Обессиленный Каржоль так и рухнул в глубокое кресло. Самая ужасная весть не могла бы сразить его более, чем эта, в сущности, радостная новость. — Господи! Пять месяцев!.. Целые пять месяцев уже, как он свободен, и не знать, не подозревать даже этого!.. Да за эти пять месяцев он бы давно уже мог быть женат на Тамаре и вести процесс за ее миллионы… Может быть, евреи даже не захотели бы доводить дело до процесса и охотно сами пошли бы с ним на крупную сделку, помирились бы на половине всего состояния, и он был бы теперь уже миллионером, — цель стремлений и алканий всей жизни, всех исканий и трудов была бы достигнута, и так легко, так просто, без помехи, — и все это разбито в прах и вдребезги! И, вместо миллионерства, он — насильно обвенчанный муж, у которого, вдобавок прямо из-под венца увозит жену какой-то уланский поручик! Господи! Да знай только о своей свободе сегодня перед свадьбой, да он, не знаю, на что пошел бы, — лучше пускай бы его избили, как последнюю собаку, но он ни за что не женился бы; он стал бы кричать, он бы в церкви наделал скандалу, лег бы пред аналоем на пол, стал бы кусаться как волк, — из-под венца, наконец, убежал бы, все село поднял бы на ноги, но никакими силами не дал бы повенчать себя «этим шантажистам»!
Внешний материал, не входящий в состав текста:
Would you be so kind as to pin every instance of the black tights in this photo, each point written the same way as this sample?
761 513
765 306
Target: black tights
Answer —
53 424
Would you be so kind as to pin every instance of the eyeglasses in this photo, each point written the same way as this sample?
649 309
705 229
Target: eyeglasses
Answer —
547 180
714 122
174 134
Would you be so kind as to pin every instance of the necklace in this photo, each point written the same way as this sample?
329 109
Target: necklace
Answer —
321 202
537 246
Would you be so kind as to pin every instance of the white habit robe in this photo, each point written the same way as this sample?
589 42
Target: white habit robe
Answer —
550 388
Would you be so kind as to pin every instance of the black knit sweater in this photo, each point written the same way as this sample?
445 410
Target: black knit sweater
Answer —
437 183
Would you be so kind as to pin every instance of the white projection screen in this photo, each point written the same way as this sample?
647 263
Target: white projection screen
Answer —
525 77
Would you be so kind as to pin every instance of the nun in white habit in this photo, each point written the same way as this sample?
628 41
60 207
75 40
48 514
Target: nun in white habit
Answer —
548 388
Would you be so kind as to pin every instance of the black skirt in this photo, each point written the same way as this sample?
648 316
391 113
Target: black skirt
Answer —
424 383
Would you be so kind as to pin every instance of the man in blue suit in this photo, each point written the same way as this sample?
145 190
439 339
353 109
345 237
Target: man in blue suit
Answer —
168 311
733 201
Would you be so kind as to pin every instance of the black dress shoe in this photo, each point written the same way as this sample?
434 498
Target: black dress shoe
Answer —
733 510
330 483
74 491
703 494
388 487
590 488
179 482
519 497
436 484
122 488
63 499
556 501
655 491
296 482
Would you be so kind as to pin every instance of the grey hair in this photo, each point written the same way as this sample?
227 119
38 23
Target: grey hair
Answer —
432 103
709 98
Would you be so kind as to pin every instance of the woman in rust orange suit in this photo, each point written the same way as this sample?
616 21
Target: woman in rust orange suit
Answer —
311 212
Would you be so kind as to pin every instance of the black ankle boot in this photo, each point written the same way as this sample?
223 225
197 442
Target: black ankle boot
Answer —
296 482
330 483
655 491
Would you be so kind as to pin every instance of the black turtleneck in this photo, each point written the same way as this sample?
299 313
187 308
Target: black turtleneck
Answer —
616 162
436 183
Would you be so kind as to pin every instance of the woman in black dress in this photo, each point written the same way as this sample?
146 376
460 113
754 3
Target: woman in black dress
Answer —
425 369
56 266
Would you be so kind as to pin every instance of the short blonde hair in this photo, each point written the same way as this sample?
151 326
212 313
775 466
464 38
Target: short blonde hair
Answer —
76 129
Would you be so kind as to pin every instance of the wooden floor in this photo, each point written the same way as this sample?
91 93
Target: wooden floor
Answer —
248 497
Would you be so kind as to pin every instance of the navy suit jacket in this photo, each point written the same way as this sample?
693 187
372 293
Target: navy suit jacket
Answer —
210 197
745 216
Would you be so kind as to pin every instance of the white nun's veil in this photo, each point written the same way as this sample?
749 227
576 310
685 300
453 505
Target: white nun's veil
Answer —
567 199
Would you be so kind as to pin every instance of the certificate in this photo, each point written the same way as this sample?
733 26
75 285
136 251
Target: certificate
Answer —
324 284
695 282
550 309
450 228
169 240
Вот когда только вполне почувствовал и уразумел Каржоль всю силу и коварство Ольгиной мести. Да, она сумела отомстить за себя, — жестоко, беспощадно… Она, как червяка, раздавила его в собственном его самолюбии, во всех, самых заветных упованиях и стремлениях. — Что же остается ему после этого!?.. Убить, задушить ее собственными руками, или самому пустить пулю в лоб?.. Против этой ненавистной женщины в нем поднялся теперь прилив бешеной злобы, но увы! — злобы бессильной, безвольной и, к довершению всей горечи, он не мог не сознавать это свое бессилие, отсутствие характера и воли. Легко сказать — убить, задушить! Да прежде чем до нее доберешься, будешь, как собачонка, вышвырнут на улицу этими уланскими лоботрясами, — и в результате ничего, кроме скандального процесса в суде! Что может он сделать ей? Чем отомстить за себя? — Ничем, буквально ничем, — она даже вечный паспорт ухитрилась выманить у него заблаговременно и уж тогда только добить его. Глотать свой позор, молча нести свои цепи и бежать, бежать подальше от этого проклятого Кохма-Богословска, — это все, что остается ему.
Удрученный до крайней степени всем, что произошло с ним за нынешний вечер, разбитый, измученный морально и физически граф, спустя несколько времени, с трудом поднялся с кресла и, шатаясь от слабости, вышел из кабинета в залу, за шапкой. Там никого больше не было. Генерал с семейством уже уехал, а супружеская чета Сычуговых досказывала в прихожей, у выходных дверей, последние свои добрые пожелания провожавшим ее хозяевам.